Why would you not be able to navigate using the celestial bodies on a flat Earth?
So you are prepared to assert that o the Flat Earth
each degree north or south of the equator represents very close to 111.2 km in distance and
each degree east or west of the Greenwich at the equator represents very close to 111.3 km in distance.
Otherwise, those navigators would get very confused.
They did not get very confused, so I can only assume that you are, once again, full of it.
Yes, but all those navigators knew that they were navigating a globe where
each degree north or south of the equator represents very close to 111.2 km in distance and
each degree east or west of the Greenwich at the equator represents very close to 111.3 km in distance.
Even "the Wiki" agrees with the first part.
Latitude
To locate your latitude on the Flat Earth, it's important to know the following fact: The degrees of the Earth's Latitude are based upon the angle of the sun in the sky at noon equinox.
That's why 0˚ N/S sits on the equator where the sun is directly overhead, and why 90˚ N/S sits at the poles where the sun is at a right angle to the observer. At 45 North or South from the equator, the sun will sit at an angle 45˚ in the sky. The angle of the sun past zenith is our latitude.
Knowing that as you recede North or South from the equator at equinox, the sun will descend at a pace of one degree per 69.5 miles, we can even derive our distance from the equator based upon the position of the sun in the sky.
From Finding your Latitude and Longitude
Now, 69.5 miles is not exactly 111.2 km, but it is close and 111.2 km is a bit more accurate.
As to "each degree east or west of the Greenwich at the equator" representing "very close to 111.3 km in distance" we do have
Longitude
To find your longitude you just need to know how many hours apart you are from Greenwich, UK and a vertical stick to know when the sun is at its zenith over your present location.

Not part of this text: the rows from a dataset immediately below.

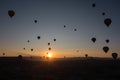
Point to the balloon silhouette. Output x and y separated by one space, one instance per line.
77 50
31 49
107 21
20 57
54 39
93 5
103 13
64 26
28 41
49 49
86 55
75 29
48 43
114 55
38 37
3 54
35 21
105 49
107 41
93 39
11 13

Now "the Wiki" does not explicitly say that each degree of longitude is 111.3 km in distance, so we have to look to other sources.
Geographical mile
The geographical mile is a unit of length determined by 1 minute of arc along the Earth's equator. For the 1924 International Spheroid this equalled 1855.4 metres.
. . . . . . . .
In any standard, the length of a degree of longitude at the equator is thus exactly 60 geographical miles.
From
So one degree of longitude at the equator is
60 x 1855.4 metres or 111.3 km.
Do you want to reconsider who is confused?